Look at the film on just a technical level, and it's still a masterpiece. Here are some of the most magnificent special effects in the history of cinema and they were done over 40 years ago! None of what today's big-time directors, with their 100 billion dollar budgets, do can come anywhere close to what Kubrick did here. The stargate sequence is still one of the freakiest experiences I've ever had in cinema; Only because I know that the deepest reaches of space probably look somewhat similar to this. The use of editing and jump cuts is still influential today, and at that time had considerable influence on Speilberg and George Lucas. I know its been said a trillion times but the genius of the famous bone/satellite jump cut still makes me awe at Kubrick's creativity.

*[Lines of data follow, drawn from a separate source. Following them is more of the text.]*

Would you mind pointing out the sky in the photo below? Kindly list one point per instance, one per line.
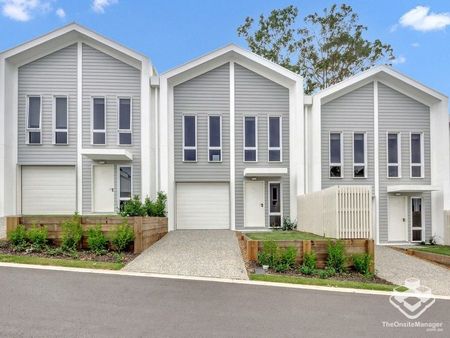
(173, 32)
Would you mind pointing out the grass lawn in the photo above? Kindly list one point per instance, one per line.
(325, 282)
(278, 235)
(70, 263)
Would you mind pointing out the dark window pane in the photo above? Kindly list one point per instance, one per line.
(190, 155)
(61, 137)
(250, 155)
(274, 132)
(358, 148)
(335, 148)
(125, 138)
(189, 131)
(274, 155)
(214, 131)
(34, 112)
(99, 113)
(124, 114)
(125, 182)
(250, 132)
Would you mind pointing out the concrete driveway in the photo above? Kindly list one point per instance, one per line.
(205, 253)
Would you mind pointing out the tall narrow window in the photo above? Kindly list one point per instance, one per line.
(124, 121)
(34, 120)
(416, 155)
(274, 139)
(98, 123)
(61, 120)
(215, 138)
(393, 154)
(335, 155)
(250, 136)
(359, 155)
(190, 138)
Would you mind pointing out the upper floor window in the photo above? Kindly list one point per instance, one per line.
(190, 138)
(416, 155)
(215, 138)
(124, 121)
(359, 155)
(393, 154)
(34, 120)
(61, 121)
(98, 121)
(250, 137)
(335, 156)
(274, 138)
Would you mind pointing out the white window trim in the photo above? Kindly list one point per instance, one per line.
(196, 140)
(421, 164)
(27, 116)
(341, 164)
(365, 154)
(92, 121)
(280, 148)
(256, 139)
(209, 140)
(399, 155)
(54, 120)
(124, 131)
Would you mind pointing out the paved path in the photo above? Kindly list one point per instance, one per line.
(396, 266)
(205, 253)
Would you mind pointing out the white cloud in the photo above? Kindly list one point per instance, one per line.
(100, 5)
(421, 19)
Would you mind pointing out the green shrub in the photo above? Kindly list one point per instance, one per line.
(123, 236)
(96, 240)
(336, 256)
(72, 232)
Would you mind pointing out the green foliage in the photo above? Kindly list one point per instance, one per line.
(96, 240)
(123, 236)
(72, 232)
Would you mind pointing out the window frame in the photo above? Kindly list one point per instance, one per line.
(280, 148)
(220, 137)
(124, 131)
(184, 139)
(256, 139)
(27, 118)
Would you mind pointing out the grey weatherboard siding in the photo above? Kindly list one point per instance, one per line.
(108, 77)
(54, 74)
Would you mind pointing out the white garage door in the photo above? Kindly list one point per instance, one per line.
(203, 206)
(48, 190)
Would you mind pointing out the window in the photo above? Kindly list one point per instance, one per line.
(274, 139)
(335, 155)
(250, 137)
(124, 121)
(34, 120)
(215, 139)
(359, 155)
(190, 138)
(98, 123)
(416, 155)
(61, 121)
(125, 184)
(393, 154)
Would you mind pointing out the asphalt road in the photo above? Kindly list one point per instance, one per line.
(42, 303)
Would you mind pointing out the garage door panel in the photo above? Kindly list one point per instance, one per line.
(203, 206)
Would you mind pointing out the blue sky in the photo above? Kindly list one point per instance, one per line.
(175, 31)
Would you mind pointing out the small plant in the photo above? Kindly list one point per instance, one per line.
(123, 236)
(96, 240)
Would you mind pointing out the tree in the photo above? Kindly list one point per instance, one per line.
(329, 48)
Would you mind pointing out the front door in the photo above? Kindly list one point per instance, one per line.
(103, 177)
(254, 204)
(398, 222)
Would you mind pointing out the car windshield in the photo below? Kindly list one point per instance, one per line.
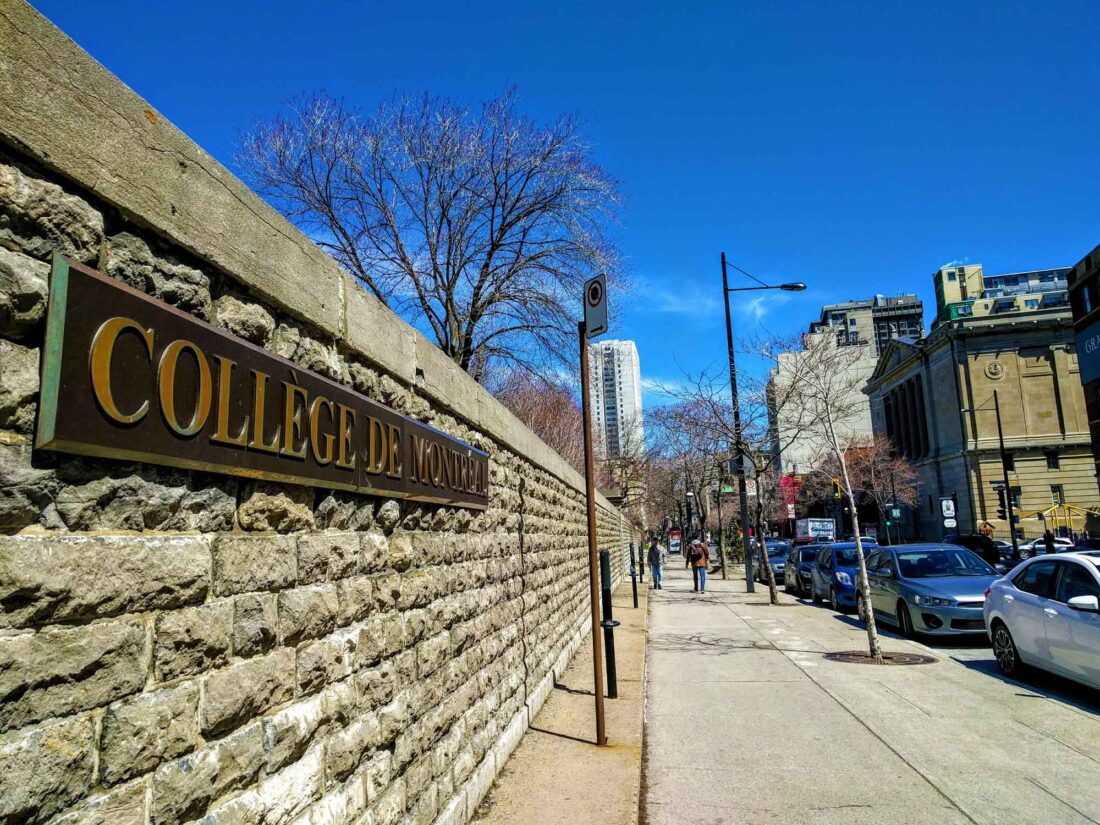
(845, 557)
(939, 563)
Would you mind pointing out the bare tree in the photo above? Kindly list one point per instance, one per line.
(703, 414)
(477, 226)
(878, 472)
(549, 408)
(826, 383)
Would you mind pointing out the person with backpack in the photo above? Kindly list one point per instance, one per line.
(699, 558)
(656, 559)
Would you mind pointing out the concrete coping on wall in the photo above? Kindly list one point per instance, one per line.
(66, 111)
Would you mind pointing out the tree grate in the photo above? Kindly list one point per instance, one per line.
(861, 657)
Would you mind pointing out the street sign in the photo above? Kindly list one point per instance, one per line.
(595, 306)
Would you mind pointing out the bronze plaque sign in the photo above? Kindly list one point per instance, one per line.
(128, 376)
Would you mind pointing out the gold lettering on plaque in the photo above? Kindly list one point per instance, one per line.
(221, 433)
(99, 358)
(292, 420)
(394, 458)
(345, 455)
(321, 457)
(166, 380)
(259, 400)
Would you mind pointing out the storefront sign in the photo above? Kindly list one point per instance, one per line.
(1088, 352)
(127, 376)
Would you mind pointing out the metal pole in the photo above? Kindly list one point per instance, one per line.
(590, 491)
(722, 530)
(738, 449)
(1004, 471)
(893, 504)
(608, 624)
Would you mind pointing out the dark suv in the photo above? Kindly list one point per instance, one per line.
(978, 543)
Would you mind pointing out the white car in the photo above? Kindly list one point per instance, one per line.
(1046, 614)
(1037, 547)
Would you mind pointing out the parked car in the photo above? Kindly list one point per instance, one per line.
(927, 589)
(1037, 547)
(796, 574)
(833, 575)
(1047, 615)
(777, 558)
(981, 545)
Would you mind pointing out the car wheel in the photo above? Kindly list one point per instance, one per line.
(1004, 650)
(905, 622)
(834, 601)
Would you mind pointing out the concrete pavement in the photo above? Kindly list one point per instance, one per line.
(747, 723)
(557, 776)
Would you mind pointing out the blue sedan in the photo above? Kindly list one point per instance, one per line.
(937, 590)
(834, 573)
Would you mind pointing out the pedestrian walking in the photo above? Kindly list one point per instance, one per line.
(656, 559)
(701, 557)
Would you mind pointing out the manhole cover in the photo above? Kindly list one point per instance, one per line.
(861, 657)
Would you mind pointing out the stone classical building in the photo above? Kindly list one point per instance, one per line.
(1084, 282)
(934, 398)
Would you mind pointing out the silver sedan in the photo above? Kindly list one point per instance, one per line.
(1046, 614)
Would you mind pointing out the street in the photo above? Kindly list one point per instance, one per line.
(748, 723)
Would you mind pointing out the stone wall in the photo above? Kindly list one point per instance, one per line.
(178, 646)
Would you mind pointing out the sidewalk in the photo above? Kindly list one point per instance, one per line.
(747, 723)
(557, 774)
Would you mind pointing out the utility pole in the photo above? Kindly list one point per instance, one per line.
(1004, 471)
(738, 447)
(590, 490)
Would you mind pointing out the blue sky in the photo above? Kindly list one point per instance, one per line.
(853, 145)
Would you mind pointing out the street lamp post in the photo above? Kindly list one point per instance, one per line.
(1010, 509)
(738, 443)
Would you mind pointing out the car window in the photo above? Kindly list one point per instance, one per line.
(1075, 581)
(1036, 578)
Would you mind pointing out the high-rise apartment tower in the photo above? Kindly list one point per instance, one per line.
(616, 398)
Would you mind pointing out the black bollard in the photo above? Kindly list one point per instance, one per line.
(634, 576)
(608, 624)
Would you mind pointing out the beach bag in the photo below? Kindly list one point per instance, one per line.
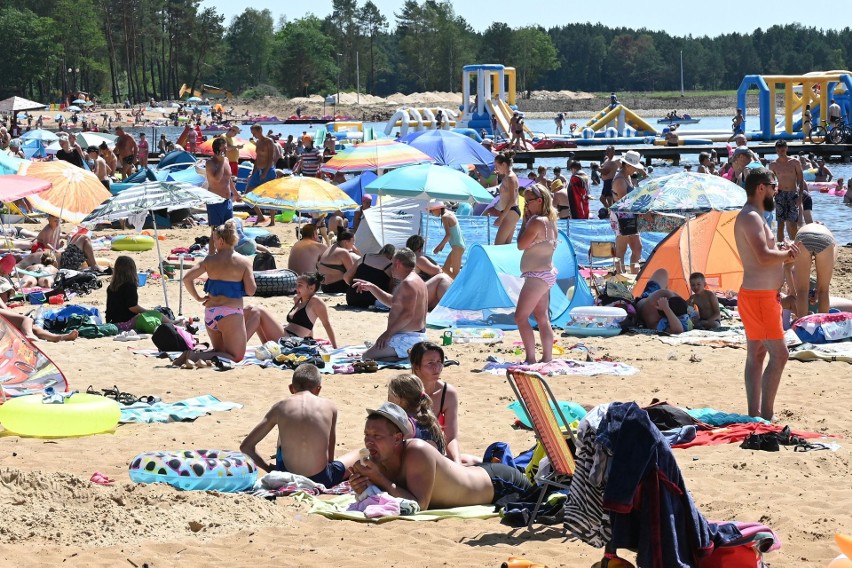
(269, 240)
(263, 261)
(167, 337)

I am not the first to review this film (1,079 reviewers came before me) and I most certainly won't be the last. Here is a film that is so jampacked with the mysteries and themes of our existence that for generations after all of us are gone, people will still be discussing the purpose of the monolith, the stargate, and good ol' HAL. Someone earlier asked what the point of this film is, I don't think there is any simple way to answer that question but if I had to try I would say this: The universe is a mystery filled with questions that only provide answers with more questions, and those questions will never be in reach to our small earthling existence. That's what I gather anyway, and for me the mystique of the questions is what makes 2001 all the more exhilirating. 2001: A Space Odyssey is not only a film that deserves to be seen, it deserves to bought, examined, examined and examind again.